Tschechiens Eishockey muss aus Mangel an Talenten weiter auf Altstars setzen

Jaromír Jágr mit der Trophäe (Foto: ČTK)

Die 75. Eishockey-Weltmeisterschaft in der Slowakei ist seit Sonntag Geschichte. Insgesamt 11 WM-Medaillen hat die tschechische Mannschaft seit der Teilung der Tschechoslowakei im Jahr 1993 gewonnen. Nach sechs Mal Gold und einmal Silber kam am Sonntag die vierte Bronzemedaille hinzu. Eigentlich ist auch sie ein Erfolg, doch zugleich misslang eben die angepeilte Titelverteidigung.

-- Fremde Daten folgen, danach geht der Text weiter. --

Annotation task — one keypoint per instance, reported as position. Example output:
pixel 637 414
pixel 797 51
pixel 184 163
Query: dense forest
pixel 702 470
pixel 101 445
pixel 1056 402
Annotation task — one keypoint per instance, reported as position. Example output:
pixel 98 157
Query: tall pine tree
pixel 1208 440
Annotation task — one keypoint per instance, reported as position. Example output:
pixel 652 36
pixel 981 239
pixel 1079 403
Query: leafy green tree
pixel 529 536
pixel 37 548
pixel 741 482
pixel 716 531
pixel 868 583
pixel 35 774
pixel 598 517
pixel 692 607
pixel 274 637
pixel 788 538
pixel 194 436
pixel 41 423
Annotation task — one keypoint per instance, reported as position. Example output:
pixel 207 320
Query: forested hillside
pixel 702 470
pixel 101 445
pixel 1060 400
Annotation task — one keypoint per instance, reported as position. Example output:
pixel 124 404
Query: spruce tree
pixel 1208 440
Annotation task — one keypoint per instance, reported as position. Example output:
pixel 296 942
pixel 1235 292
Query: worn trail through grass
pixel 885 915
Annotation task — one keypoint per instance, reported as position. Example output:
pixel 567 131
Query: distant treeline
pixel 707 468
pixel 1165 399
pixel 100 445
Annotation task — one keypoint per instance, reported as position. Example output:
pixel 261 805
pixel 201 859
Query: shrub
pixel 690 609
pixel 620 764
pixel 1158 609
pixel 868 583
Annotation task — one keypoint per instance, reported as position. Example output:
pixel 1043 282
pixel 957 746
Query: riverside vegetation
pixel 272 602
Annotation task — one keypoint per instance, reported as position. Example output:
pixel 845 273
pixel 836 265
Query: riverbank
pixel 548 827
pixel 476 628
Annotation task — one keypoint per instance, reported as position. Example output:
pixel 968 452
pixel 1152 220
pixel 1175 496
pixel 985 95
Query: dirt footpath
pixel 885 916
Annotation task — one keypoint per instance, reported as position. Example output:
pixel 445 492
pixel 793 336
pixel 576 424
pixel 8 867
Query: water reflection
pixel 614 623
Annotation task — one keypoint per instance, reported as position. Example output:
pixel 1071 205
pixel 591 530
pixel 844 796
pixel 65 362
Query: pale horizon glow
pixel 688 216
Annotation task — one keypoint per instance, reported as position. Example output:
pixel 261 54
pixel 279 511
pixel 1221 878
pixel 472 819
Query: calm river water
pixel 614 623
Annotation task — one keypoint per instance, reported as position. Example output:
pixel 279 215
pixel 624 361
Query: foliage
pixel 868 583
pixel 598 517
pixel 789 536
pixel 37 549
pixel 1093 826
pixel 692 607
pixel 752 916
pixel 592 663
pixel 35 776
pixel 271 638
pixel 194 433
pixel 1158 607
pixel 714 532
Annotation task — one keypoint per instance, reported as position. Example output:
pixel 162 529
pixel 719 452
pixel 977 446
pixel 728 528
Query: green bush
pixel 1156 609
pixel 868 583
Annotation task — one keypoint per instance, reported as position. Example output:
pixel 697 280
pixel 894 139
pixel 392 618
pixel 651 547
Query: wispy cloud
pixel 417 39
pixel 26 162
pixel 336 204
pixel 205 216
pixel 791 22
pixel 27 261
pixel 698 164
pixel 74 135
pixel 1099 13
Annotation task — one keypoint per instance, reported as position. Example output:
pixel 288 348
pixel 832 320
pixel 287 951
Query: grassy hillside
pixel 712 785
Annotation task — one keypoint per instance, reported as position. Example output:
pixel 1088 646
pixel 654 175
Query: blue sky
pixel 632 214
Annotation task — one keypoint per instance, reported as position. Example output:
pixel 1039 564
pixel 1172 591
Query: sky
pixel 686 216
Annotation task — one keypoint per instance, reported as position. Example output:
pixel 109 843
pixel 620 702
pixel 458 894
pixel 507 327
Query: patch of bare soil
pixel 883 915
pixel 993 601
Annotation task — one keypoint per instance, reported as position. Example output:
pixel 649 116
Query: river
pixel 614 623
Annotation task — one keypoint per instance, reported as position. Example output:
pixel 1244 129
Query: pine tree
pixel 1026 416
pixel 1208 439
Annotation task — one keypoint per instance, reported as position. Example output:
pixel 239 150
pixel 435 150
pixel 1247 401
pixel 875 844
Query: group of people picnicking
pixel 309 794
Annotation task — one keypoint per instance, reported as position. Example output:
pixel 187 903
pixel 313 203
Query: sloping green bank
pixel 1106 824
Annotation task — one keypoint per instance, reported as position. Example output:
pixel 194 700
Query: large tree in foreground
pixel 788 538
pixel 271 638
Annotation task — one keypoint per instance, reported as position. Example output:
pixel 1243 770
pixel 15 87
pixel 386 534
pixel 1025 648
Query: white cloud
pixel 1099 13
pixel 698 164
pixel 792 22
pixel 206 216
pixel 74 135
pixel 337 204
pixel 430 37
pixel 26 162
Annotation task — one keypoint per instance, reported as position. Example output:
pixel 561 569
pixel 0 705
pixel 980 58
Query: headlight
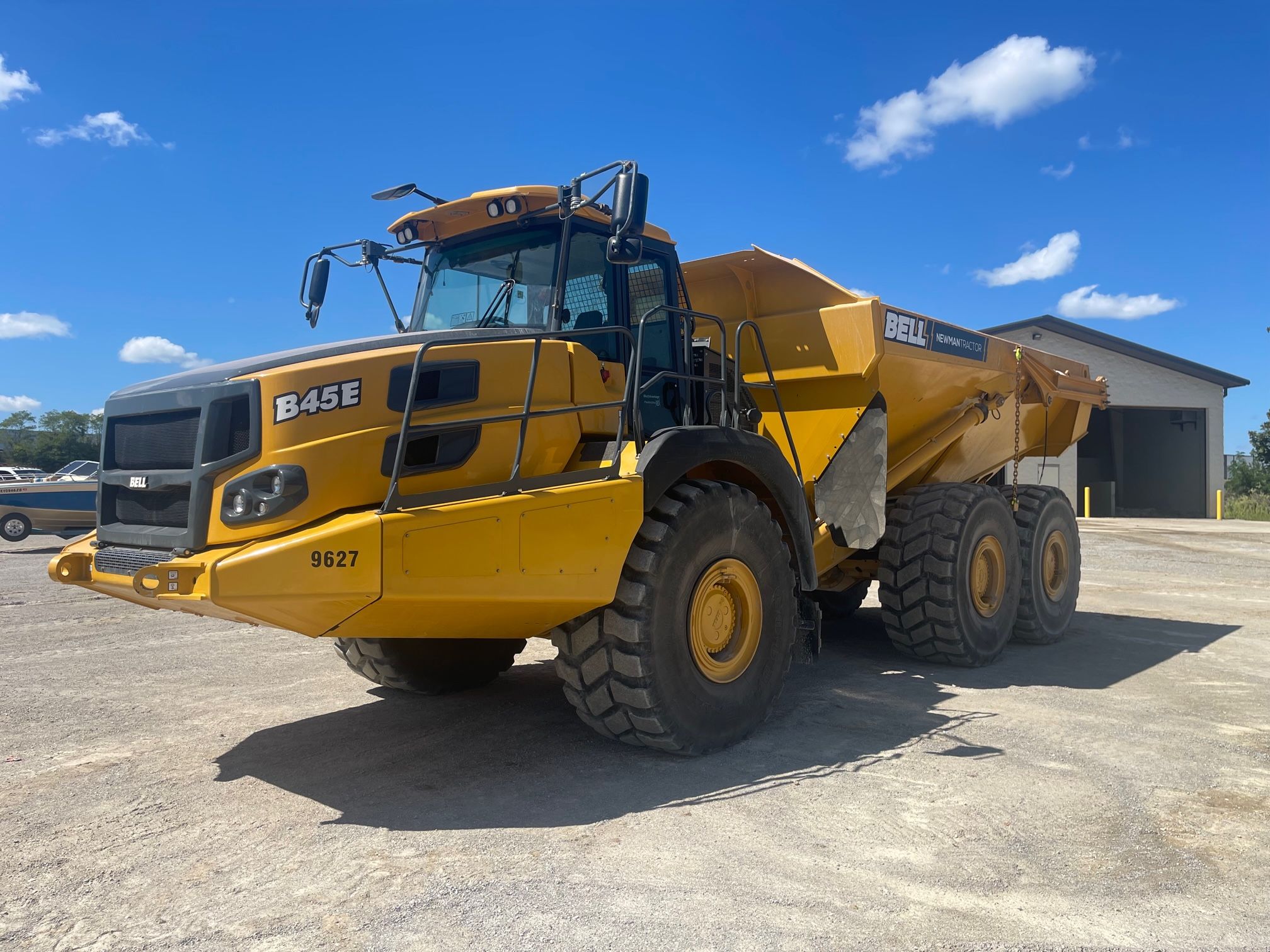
pixel 265 494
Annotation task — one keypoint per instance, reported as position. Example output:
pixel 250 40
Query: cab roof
pixel 469 213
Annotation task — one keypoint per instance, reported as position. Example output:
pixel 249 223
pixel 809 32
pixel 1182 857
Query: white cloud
pixel 1057 258
pixel 1124 139
pixel 27 324
pixel 12 405
pixel 108 127
pixel 14 84
pixel 159 351
pixel 1014 79
pixel 1086 302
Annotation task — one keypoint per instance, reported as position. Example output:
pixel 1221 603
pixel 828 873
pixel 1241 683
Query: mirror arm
pixel 387 297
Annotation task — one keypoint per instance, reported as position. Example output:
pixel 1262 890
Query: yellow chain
pixel 1019 371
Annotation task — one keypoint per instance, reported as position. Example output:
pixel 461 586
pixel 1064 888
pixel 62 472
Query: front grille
pixel 167 507
pixel 163 441
pixel 162 453
pixel 241 426
pixel 127 560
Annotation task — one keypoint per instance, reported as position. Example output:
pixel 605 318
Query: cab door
pixel 649 283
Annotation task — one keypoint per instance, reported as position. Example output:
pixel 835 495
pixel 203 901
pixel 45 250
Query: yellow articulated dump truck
pixel 670 468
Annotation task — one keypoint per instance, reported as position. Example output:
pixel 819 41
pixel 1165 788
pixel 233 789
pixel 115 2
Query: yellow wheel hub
pixel 988 577
pixel 1056 565
pixel 726 620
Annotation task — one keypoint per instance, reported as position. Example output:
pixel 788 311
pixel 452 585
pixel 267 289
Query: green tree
pixel 1260 439
pixel 62 436
pixel 1246 478
pixel 20 427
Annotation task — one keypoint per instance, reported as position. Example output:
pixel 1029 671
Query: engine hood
pixel 217 372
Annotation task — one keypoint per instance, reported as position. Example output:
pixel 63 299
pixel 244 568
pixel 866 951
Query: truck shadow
pixel 513 754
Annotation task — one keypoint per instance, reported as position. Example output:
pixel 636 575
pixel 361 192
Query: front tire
pixel 692 653
pixel 430 666
pixel 949 574
pixel 14 527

Tomáš Král  (Foto: Archiv von HC Plzeň)
Einen Tag vor den abschließenden Finalspielen suchte der Präsident des tschechischen Eishockey-Verbandes (ČSLH), Tomáš Král, erstmals die Kabine der tschechischen Nationalmannschaft auf. Aus gutem Grund:

„Ich habe mich bei den Spielern bedankt und ihnen gesagt, dass ich stolz bin auf das, was sie bei der WM gezeigt haben. Ich finde, dass sie eine erfolgreiche Weltmeisterschaft gespielt haben.“

Da war dem Präsidenten noch gar nicht klar, ob das tschechische Team bei seiner Heimreise überhaupt eine Medaille im Gepäck haben wird oder nicht. Denn tags zuvor hatten die Schützlinge von Nationaltrainer Alois Hadamczik im Halbfinale eine bittere Niederlage gegen die Schweden einstecken müssen und damit die Chance auf WM-Gold oder WM-Silber schon verspielt. Im Spiel um Platz drei bezwangen die Mannen um Kapitän Tomáš Rolinek dann aber die russische Auswahl souverän mit 7:4 und holten sich das bronzene Edelmetall. Und zwar völlig verdient. Denn der Niederlage gegen die Tre Kronors standen acht Siege gegenüber, die das tschechische Team mit durchgehend überzeugenden Leistungen errungen hatte. Trainer Hadamczik erklärt, worin dabei die besonderen Stärken seiner Mannschaft lagen:

Vierte Bronzemedaille für die tschechische Mannschaft seit 1993  (Foto: ČTK)
„Wir haben das gesamte Turnier über sehr organisiert in der Abwehr gespielt und wir haben nach vorn ein sehr gutes Passspiel entwickelt. Von den Einzelspielern ragten Jágr, Plekanec, Torwart Pavelec und Verteidiger Židlický noch etwas heraus. Doch die ganze Mannschaft hat sehr gut gekämpft.“

Jaromír Jágr, Tomáš Plekanec, Marek Židlický und Torwart Ondřej Pavelec gehörten also für Trainer Hadamczik zu den überragenden Spielern des Turniers. Aber weil ihnen auch die anderen Akteure im Team kaum nachstanden, trat die tschechische Mannschaft mit einer derartigen Geschlossenheit und Souveränität auf, dass sie von den meisten Experten zum Titelfavorit Nummer eins erkoren wurde. Eine Rolle, die sie mit Bravour bis zum Halbfinale meisterte. Aber warum nicht auch gegen die Schweden?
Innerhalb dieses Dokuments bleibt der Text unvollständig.